12.9月の総裁選について予測することは危険である

 では9月の総裁選はどうなるのかということであるが、これは何回も指摘してきたが、「岸田では総選挙はたたかえない」ということを表玄関である党大会で議論し決定するのであれば、筆者もいいようがないのであるが、「選挙だけを考えて党首を選ぶ」という発想に対し、どう考えても無批判ではいられないのである。なんといっても政権政党のことなんだから「勝手にどうぞ」というわけにもいかないのである。

 とにかく「選挙の顔」という発想自体がイメージ優先に染めあげられているもので、とくに小泉時代から選挙にイメージ重視の手法が導入され、テキスト(論理)よりもイメージ(感情)に軸足をおいた選挙が自民党からしかけられ、その結果若い世代ほど選挙とはそういったものであるとの認識をもつようになったと思われる。

 筆者は選挙でのイメージの活用を否定あるいは排除する立場をとるものではない。しかし、後日において政権を評価するためにはどうしても選挙期間中の公的な発信(発言)記録がひつようであり、それがテキスト形式でなければ正確な解釈とか判断ができない。同様の理屈において選挙での投票行動の判断にもイメージにくわえテキストがなければ、選挙はたんなる人気投票におわり、本当の民意を問うことにはならないのである。とりわけ、国の進路や運営方針をイメージだけで表現することは不可能といえる。

 また、党首のキャラやイメージに依存する選挙の弊害については有権者自身がよく理解をしておく必要もあるといえる。

 

13.現在の政権は言葉がかってに泳いでいる

 現状のように自民党の体質に疑問が生じている、いわば緊急事態においてそんな人気投票のようなことしか思いつかない連中に「有事」とかを語る資格はないというべきであろう。しかし、そんなことを考えている自民党議員がはたして実存在しているのかはなはだ疑問である。もし奇をてらった総選挙をしかけて過半数に満たなければ党分裂の危機におちいるのだから、それほどのリスクをとれるのは党首しかいないというのが正論である。

 ところで、正直なところ「小石河陽子」などいう薄弱な情報をあつかうテレビ局に対し、いつまでやっているのかと憤りを感じるもので、そういった知名度に寄りかかった遊びに近い作為はやめたほうがいいのではないか。せっかくマジメな評論をつたえながら「今では小石河陽子といわれています」とついでにパネルを紹介するのは報道センスを問われるもので、テレビ局こそが政治を遊び道具にしているのではないかと非難されても仕方がないであろう。 
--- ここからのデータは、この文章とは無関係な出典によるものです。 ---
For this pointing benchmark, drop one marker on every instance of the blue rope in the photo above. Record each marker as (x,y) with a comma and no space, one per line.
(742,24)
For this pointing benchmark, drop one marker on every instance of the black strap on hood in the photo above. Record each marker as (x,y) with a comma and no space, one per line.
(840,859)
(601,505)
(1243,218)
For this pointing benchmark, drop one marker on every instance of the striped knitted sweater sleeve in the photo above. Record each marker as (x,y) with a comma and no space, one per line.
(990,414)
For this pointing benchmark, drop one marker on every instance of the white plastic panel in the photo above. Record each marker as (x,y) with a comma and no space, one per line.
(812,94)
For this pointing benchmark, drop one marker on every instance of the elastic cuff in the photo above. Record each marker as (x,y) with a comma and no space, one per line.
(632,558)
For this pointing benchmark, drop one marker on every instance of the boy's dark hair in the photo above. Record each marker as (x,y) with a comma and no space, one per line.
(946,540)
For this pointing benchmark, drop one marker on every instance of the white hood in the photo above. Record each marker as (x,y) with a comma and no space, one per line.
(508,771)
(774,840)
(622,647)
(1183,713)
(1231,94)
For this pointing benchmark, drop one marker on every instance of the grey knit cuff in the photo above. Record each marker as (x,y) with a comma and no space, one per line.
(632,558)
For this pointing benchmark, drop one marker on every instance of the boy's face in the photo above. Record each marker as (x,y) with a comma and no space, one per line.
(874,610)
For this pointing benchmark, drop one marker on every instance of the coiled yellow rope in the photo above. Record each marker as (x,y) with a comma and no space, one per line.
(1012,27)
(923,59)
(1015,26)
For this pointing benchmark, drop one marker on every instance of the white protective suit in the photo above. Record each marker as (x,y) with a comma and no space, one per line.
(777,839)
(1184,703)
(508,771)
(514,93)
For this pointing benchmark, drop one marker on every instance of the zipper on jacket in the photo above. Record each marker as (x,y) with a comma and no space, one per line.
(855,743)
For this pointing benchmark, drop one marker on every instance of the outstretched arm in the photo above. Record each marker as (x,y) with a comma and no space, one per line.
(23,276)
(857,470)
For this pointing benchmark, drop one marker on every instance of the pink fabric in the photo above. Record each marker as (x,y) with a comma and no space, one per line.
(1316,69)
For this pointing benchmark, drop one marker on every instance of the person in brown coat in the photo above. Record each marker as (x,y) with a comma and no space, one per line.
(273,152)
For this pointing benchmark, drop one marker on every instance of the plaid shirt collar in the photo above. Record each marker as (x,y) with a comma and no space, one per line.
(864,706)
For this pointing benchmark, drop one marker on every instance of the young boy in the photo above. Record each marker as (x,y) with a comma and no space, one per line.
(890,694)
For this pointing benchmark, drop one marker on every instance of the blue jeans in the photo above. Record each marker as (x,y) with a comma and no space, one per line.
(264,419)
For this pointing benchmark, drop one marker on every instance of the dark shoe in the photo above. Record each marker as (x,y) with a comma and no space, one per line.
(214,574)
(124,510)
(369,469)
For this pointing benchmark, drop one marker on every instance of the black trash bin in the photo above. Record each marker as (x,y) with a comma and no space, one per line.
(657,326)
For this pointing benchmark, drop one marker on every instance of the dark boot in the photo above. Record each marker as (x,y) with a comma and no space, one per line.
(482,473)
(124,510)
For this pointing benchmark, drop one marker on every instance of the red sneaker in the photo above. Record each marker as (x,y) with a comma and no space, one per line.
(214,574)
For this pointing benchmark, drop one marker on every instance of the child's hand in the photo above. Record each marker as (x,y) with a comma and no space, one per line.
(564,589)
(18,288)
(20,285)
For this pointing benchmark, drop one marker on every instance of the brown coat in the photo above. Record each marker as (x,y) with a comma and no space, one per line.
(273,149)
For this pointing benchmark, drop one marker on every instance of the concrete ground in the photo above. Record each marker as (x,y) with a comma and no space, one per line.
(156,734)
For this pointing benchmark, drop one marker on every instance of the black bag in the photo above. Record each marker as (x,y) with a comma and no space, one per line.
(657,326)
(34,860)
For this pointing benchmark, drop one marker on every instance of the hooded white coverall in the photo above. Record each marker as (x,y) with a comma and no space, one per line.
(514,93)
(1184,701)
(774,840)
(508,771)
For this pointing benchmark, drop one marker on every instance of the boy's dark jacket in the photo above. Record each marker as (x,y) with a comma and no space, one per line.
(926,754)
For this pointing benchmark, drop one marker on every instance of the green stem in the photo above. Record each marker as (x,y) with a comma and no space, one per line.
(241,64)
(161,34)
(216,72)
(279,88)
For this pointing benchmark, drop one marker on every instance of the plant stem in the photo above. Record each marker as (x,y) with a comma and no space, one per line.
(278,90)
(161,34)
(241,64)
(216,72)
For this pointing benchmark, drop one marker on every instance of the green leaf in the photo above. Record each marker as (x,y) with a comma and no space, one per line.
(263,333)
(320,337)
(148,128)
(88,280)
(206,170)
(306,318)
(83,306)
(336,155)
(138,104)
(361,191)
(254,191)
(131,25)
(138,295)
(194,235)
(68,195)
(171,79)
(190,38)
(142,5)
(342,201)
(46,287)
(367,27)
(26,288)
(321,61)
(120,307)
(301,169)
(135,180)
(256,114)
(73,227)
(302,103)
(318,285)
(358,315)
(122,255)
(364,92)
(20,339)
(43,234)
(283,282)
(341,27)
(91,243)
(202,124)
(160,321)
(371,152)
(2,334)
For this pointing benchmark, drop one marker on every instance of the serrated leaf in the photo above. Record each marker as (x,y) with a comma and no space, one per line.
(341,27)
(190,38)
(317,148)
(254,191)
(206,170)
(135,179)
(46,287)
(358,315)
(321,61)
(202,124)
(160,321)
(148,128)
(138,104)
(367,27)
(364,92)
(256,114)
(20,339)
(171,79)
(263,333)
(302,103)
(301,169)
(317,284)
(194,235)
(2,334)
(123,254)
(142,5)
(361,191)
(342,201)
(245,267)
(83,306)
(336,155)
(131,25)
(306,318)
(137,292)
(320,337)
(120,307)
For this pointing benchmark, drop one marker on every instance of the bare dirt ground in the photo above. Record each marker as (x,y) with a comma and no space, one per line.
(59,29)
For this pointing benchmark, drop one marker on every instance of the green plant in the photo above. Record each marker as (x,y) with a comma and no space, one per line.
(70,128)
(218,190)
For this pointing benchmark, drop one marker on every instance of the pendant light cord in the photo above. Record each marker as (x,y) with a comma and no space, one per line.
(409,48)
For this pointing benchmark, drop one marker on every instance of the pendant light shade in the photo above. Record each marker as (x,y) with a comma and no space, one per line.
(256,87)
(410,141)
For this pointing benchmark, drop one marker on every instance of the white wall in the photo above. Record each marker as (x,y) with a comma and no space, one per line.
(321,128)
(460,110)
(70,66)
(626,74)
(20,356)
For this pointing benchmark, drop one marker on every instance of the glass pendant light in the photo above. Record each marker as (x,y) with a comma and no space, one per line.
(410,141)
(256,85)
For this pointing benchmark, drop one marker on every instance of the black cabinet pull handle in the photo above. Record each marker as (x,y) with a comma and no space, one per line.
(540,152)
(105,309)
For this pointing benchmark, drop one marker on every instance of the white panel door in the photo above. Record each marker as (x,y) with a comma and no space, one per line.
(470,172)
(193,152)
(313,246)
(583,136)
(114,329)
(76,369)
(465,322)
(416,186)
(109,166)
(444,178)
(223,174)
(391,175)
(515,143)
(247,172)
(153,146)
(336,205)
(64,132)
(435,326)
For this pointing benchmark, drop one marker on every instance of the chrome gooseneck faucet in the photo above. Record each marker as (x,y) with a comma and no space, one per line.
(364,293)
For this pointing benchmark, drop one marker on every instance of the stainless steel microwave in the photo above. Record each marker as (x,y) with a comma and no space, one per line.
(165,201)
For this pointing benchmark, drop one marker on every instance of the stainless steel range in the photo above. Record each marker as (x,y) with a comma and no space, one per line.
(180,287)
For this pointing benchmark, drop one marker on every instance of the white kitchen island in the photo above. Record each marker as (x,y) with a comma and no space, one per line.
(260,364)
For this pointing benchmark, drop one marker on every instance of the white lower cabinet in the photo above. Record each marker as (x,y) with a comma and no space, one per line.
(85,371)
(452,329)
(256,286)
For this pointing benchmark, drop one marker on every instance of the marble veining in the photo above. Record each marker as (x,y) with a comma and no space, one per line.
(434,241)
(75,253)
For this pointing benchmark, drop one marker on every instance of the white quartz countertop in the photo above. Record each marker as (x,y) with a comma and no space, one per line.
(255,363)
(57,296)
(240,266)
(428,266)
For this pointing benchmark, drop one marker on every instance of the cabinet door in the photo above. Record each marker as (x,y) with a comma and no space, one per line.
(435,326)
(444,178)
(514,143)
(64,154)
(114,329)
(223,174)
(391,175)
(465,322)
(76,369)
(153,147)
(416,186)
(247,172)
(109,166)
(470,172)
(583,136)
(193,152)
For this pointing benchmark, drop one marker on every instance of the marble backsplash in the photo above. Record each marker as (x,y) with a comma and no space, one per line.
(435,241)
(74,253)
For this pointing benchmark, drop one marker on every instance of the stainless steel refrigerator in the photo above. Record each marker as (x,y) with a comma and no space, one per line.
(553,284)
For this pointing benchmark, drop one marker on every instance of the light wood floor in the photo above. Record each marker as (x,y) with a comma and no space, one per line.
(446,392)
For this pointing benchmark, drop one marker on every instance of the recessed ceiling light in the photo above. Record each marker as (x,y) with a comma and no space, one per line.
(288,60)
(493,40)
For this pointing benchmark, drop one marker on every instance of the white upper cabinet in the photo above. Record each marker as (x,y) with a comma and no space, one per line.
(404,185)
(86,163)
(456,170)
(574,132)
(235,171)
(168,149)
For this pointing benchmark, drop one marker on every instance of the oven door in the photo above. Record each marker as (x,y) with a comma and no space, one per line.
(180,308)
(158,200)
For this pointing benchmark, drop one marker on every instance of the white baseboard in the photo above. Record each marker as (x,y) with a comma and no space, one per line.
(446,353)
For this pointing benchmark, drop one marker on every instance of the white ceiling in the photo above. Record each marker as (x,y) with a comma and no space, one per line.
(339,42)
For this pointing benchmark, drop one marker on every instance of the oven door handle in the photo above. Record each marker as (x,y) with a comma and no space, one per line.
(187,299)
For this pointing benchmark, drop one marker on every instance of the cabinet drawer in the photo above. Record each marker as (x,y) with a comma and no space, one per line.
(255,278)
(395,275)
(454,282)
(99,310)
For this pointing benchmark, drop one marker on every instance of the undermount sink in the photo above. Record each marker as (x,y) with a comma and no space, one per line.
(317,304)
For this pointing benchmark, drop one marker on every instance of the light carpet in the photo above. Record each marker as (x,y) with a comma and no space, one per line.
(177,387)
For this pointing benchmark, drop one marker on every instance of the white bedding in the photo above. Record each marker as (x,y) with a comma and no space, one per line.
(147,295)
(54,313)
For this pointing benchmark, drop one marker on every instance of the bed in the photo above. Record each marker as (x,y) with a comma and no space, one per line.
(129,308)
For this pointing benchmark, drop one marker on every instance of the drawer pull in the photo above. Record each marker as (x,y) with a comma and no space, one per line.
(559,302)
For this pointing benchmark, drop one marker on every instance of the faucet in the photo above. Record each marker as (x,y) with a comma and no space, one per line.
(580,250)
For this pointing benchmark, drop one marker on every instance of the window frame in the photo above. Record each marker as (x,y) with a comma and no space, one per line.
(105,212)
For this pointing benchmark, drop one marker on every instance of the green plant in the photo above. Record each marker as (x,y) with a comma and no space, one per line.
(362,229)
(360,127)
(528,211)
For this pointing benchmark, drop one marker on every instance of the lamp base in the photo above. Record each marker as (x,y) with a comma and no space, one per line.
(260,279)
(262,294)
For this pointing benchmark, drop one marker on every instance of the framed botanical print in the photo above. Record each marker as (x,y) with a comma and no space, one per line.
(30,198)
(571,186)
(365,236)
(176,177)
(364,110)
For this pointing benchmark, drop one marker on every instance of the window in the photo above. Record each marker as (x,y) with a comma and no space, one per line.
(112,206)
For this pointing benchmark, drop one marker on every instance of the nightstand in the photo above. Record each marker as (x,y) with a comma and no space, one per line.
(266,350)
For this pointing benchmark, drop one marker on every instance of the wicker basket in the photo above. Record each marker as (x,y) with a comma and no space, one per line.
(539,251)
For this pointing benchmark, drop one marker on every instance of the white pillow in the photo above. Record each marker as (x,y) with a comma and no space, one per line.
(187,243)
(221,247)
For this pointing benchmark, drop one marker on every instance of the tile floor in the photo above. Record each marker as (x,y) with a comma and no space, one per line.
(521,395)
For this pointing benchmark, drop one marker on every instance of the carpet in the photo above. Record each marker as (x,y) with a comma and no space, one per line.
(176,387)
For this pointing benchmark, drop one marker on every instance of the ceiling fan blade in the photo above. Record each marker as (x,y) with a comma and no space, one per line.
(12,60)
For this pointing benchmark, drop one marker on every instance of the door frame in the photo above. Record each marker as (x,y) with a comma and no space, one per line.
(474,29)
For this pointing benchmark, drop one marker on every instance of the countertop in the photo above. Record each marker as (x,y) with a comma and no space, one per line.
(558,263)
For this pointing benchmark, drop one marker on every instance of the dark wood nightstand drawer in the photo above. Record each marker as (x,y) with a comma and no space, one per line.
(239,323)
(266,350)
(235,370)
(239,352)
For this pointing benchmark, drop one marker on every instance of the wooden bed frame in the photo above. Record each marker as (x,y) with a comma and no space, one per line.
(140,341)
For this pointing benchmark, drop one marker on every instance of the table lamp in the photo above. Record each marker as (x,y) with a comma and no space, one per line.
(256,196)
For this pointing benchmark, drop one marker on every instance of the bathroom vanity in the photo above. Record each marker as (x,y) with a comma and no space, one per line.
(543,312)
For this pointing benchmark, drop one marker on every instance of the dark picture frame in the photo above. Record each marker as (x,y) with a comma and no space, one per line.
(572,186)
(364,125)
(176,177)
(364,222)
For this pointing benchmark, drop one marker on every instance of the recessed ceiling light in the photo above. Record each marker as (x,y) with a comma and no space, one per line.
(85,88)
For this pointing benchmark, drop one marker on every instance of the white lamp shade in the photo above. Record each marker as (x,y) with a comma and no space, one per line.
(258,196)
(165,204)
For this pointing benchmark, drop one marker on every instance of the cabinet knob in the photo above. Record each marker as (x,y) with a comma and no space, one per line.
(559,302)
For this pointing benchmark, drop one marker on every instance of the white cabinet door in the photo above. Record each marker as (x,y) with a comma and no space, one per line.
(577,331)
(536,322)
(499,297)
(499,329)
 そんな授業中の手遊びのようなことはやめて、たとえば日米同盟の限界線をどうするのか。日中の均衡ラインをどうするのか、完全に日米関係の中に包摂してしまうのか。また経済構造を改革するのか。少子化対策など国民負担率をどうするのか。さらにいつになったら実質賃金を改善できるのかといった基本的課題をあつかってほしいものである。すこしずつ専門報道が増えていることを心強く思っている。

 

 さて、現在の政権は言葉が勝手に泳いでいるだけで、言葉と釣りあった責任構造になっていないところに人びとの不満が集中していると思われる。この点については、政権として説明のやり方を工夫しないと、辞書をひけば意味は分かるが、意味が分かっても実態と符合しないから言葉だけが宙に浮いているだけのことであり、結局人びとには何のことか分からないということであろう。政治の世界に電子翻訳機はない。また、政治は書き言葉ではなく話し言葉の世界である。だから、本当の肉声で語らなければならない、と思う。